Tenía la garganta seca. Al cabo de un rato, dejó lentamente la cama, y tambaleándose sobre sus viejas piernas anquilosadas, fue hacia el baño para beber un poco de agua. Al entrar alzó la mano para encender la luz eléctrica. Se oyó un ruidito familiar, y la claridad inundó el cuarto. En seguida se encontró otra vez en penumbras, y comprendió que la luz no se había encendido. No había habido luz eléctrica desde hacía años y no la habría nunca más. El sonido del interruptor había engañado su viejo cerebro y le había dado la ilusión de la luz. Pero no se preocupó, pues no era la primera vez que ocurría.

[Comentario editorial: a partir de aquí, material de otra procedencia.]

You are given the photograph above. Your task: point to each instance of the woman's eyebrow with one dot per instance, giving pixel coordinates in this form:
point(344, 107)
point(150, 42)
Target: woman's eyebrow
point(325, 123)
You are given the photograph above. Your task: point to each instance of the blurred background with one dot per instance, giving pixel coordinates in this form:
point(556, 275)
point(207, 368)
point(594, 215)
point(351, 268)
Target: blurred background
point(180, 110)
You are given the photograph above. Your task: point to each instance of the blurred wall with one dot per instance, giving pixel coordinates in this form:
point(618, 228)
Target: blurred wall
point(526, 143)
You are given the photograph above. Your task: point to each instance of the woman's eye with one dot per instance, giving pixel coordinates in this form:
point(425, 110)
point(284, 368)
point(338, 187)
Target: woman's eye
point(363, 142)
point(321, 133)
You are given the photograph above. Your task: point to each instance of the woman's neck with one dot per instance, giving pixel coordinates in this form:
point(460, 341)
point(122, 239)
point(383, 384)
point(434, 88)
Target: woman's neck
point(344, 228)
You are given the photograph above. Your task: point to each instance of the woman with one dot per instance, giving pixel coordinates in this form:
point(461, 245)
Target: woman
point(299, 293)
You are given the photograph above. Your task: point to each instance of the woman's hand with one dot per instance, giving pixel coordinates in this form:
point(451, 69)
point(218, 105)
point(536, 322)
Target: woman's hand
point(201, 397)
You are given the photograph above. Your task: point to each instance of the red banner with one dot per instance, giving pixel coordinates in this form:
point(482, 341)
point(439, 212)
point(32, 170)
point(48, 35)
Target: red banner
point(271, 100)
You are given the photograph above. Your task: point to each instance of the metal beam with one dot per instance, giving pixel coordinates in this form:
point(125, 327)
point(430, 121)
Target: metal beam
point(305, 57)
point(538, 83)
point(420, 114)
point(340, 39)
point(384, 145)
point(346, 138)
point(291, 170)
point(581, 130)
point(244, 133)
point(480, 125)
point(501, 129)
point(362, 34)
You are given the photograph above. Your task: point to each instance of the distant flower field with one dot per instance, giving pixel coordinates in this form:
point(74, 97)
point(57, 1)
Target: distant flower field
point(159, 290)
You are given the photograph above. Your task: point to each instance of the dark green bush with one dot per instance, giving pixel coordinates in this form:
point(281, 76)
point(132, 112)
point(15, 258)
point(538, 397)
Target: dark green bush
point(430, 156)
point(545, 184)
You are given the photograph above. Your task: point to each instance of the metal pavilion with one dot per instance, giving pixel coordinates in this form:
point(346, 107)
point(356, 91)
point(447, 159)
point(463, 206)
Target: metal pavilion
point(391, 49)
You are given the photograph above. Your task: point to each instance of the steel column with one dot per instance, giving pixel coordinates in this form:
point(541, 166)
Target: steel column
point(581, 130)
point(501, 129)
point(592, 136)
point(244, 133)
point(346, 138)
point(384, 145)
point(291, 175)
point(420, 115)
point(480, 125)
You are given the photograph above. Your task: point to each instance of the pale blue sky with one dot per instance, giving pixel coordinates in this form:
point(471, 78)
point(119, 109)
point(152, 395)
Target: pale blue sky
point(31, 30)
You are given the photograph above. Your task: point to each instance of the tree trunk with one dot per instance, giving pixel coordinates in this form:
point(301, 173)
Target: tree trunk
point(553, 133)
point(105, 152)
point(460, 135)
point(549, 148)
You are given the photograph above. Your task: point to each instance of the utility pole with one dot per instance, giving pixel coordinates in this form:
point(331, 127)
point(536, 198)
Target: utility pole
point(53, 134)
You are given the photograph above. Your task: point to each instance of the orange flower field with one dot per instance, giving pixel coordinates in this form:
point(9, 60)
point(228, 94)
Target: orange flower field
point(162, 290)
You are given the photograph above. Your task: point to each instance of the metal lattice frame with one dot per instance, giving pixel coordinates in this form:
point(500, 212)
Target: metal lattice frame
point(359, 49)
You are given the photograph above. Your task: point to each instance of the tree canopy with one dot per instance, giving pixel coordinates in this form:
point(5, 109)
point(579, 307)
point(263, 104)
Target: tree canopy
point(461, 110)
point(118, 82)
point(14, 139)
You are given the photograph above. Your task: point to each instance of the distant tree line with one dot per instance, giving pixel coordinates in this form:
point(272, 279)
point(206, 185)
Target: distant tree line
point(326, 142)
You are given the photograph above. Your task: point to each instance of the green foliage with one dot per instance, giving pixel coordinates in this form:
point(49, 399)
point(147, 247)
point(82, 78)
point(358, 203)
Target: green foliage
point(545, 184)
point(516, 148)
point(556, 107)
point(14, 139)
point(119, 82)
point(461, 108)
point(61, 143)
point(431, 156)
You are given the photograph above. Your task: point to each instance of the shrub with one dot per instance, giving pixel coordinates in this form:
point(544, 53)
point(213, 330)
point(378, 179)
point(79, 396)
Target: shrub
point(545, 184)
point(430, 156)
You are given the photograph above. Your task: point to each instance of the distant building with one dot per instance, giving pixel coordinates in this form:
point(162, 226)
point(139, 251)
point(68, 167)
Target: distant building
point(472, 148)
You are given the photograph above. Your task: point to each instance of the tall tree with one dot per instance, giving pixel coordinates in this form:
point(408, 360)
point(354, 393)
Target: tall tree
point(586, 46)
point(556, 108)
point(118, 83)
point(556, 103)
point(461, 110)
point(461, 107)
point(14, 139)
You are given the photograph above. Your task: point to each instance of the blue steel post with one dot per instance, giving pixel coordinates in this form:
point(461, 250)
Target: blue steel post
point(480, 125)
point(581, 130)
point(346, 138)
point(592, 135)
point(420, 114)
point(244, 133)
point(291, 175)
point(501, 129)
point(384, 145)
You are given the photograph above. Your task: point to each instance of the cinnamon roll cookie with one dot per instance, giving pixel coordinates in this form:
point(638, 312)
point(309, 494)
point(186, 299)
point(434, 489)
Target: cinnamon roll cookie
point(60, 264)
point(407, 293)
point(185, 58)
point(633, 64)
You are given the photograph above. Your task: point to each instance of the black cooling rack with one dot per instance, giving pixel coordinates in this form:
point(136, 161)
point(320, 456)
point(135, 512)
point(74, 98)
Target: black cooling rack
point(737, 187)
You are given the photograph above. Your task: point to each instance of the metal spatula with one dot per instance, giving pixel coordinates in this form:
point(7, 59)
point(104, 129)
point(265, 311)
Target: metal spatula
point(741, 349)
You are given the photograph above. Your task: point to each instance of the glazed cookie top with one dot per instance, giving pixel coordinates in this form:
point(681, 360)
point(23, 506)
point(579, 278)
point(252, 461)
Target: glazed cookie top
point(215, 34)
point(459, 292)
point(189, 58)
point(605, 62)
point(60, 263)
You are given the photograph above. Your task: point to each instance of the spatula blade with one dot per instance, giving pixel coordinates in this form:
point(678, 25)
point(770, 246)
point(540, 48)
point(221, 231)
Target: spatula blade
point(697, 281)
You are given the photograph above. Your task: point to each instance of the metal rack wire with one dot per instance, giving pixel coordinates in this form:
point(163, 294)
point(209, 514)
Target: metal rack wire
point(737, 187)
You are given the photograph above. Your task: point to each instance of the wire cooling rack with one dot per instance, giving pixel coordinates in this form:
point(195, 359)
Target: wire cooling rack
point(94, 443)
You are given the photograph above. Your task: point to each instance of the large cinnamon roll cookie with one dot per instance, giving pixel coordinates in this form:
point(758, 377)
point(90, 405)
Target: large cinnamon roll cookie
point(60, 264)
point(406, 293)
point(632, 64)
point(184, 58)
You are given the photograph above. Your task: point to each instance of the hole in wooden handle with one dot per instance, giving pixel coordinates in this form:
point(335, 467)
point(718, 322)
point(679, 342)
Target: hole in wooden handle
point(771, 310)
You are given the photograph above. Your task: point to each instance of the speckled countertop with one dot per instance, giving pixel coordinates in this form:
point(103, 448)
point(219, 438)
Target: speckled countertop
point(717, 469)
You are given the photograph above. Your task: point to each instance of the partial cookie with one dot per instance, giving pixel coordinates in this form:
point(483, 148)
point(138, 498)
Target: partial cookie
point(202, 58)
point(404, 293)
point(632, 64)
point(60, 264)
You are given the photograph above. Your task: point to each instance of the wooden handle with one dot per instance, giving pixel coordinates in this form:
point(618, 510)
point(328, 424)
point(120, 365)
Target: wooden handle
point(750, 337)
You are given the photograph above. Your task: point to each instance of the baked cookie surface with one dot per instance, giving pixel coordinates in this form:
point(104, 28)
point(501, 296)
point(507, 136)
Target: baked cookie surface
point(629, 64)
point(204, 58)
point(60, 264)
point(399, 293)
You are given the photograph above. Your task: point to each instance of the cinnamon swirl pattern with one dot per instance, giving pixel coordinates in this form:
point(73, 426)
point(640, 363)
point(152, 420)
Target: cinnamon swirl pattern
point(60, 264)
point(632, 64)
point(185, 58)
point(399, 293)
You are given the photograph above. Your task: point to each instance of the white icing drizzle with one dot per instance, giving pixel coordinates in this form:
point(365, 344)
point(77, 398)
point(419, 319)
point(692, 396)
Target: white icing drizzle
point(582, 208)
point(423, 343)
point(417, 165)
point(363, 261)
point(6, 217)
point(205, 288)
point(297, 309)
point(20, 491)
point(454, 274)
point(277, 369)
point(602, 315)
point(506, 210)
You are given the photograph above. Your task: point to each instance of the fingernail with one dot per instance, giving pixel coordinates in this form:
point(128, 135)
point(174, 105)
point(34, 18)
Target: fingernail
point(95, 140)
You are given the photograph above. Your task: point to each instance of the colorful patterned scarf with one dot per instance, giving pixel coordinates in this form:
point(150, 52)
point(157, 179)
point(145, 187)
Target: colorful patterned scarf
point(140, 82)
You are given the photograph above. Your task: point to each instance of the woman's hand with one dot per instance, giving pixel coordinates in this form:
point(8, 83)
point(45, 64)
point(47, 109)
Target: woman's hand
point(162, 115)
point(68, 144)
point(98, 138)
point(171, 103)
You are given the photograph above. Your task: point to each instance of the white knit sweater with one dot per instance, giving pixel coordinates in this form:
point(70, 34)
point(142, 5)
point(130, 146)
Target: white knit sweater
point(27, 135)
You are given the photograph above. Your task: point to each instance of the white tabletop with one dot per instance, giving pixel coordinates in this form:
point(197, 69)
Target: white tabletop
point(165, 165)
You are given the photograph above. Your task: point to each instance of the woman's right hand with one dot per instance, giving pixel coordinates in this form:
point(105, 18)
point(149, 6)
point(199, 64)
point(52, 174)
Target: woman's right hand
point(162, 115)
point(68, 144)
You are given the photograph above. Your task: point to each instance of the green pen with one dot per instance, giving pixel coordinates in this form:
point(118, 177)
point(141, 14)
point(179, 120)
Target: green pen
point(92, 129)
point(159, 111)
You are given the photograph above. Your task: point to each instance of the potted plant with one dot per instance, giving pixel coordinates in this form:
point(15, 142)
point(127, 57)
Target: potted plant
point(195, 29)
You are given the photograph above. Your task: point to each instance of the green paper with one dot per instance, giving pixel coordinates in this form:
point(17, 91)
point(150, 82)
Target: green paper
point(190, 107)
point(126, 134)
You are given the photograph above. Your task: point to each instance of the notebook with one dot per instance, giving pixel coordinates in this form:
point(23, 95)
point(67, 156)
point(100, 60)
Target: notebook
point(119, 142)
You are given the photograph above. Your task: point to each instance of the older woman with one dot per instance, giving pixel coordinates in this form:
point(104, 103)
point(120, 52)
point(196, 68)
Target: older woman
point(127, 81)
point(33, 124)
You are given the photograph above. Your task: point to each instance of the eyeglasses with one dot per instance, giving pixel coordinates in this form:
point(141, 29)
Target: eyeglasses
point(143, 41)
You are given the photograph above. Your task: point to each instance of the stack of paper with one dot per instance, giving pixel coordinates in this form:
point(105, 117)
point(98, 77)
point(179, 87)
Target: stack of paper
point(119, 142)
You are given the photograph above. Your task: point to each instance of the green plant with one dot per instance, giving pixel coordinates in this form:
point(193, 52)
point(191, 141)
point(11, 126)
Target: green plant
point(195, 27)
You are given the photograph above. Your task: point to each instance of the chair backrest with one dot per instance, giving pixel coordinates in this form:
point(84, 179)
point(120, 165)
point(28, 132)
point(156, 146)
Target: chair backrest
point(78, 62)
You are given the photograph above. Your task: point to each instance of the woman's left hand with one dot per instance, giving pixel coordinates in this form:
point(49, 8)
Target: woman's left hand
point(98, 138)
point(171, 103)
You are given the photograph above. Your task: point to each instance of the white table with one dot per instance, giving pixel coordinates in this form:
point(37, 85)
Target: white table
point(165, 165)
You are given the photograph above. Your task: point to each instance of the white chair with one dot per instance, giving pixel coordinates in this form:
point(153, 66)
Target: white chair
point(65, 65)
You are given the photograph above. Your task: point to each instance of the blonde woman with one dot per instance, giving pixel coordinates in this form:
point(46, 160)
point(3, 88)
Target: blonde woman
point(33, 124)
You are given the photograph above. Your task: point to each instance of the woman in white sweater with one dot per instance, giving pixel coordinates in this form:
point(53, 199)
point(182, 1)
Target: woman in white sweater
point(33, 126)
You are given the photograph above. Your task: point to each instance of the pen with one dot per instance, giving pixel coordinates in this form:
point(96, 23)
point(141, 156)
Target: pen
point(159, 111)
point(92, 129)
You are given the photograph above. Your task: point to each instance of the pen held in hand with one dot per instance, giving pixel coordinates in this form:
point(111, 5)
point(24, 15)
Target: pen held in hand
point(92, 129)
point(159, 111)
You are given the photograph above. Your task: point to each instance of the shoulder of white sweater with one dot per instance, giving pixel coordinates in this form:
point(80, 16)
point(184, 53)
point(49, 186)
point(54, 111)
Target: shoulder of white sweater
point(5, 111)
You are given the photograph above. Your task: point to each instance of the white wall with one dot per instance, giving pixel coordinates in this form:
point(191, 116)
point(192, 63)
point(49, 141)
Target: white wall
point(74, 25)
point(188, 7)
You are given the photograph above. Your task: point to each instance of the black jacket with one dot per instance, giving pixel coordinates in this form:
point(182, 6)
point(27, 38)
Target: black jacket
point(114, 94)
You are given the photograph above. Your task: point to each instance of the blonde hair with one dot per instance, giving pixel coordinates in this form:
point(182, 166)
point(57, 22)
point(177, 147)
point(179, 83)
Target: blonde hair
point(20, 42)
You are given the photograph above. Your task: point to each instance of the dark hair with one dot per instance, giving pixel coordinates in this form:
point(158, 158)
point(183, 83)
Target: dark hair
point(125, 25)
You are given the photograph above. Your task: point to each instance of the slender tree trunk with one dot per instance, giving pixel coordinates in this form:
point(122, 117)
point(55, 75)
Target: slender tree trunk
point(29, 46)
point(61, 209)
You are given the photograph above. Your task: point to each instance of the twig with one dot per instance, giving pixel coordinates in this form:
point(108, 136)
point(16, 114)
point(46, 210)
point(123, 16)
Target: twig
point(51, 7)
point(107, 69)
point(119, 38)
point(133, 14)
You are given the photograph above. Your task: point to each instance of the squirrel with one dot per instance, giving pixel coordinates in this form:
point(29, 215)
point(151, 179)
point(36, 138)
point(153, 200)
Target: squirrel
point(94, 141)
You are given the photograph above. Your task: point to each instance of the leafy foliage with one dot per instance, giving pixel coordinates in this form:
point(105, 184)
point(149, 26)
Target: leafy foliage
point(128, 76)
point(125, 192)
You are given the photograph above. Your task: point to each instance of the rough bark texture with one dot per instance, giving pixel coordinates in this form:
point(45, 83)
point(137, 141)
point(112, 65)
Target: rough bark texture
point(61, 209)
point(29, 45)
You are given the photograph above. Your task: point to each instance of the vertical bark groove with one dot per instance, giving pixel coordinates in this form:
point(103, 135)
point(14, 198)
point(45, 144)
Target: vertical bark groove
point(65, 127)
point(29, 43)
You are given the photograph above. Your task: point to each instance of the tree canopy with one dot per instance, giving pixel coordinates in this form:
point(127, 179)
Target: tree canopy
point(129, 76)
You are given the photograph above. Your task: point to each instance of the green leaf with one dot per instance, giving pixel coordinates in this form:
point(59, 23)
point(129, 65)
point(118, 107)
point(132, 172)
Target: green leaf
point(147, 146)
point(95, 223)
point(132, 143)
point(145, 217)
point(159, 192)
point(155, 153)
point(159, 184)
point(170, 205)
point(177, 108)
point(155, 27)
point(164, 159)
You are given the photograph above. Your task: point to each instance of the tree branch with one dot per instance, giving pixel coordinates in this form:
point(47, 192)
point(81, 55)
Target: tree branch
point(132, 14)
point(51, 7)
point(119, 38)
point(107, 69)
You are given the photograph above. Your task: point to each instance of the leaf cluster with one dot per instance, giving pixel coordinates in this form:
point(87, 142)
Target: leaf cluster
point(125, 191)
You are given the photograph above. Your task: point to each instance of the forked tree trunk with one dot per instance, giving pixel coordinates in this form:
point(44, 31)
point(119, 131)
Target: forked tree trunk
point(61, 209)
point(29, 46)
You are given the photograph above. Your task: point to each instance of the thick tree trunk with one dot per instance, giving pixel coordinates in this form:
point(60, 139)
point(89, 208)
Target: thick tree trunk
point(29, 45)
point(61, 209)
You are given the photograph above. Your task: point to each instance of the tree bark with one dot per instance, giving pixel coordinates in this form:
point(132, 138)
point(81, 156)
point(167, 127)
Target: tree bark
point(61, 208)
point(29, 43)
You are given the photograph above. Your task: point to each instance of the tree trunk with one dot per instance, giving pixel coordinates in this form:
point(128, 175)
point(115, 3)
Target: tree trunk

Abrió el grifo de la palangana. No salió agua. Y recordó que el agua había dejado de correr hacía años.
No podía beber, pero la sed no era mucha. Tenía la garganta seca, simplemente. Tragó saliva varias veces y se sintió mejor. Volvió a su dormitorio y se detuvo, olfateando. Con el curso del tiempo, los olores habían cambiado varias veces. Muy lejos, en el pasado, el aire había tenido el olor característico de las grandes ciudades. Luego había seguido el olor de los campos y las hojas. Y más tarde, ese olor se había desvanecido y ahora en las casas sólo se respiraba un olor de vejez y moho. Ish se había habituado a él y ya no lo notaba. Pero aquella mañana había un humo acre en el aire. Por eso se había despertado; pero no sintió ningún temor y se acostó otra vez.
Un viento del norte agitaba los pinos que ahora rodeaban la casa, y las ramas silbaban y golpeaban los vidrios y los muros.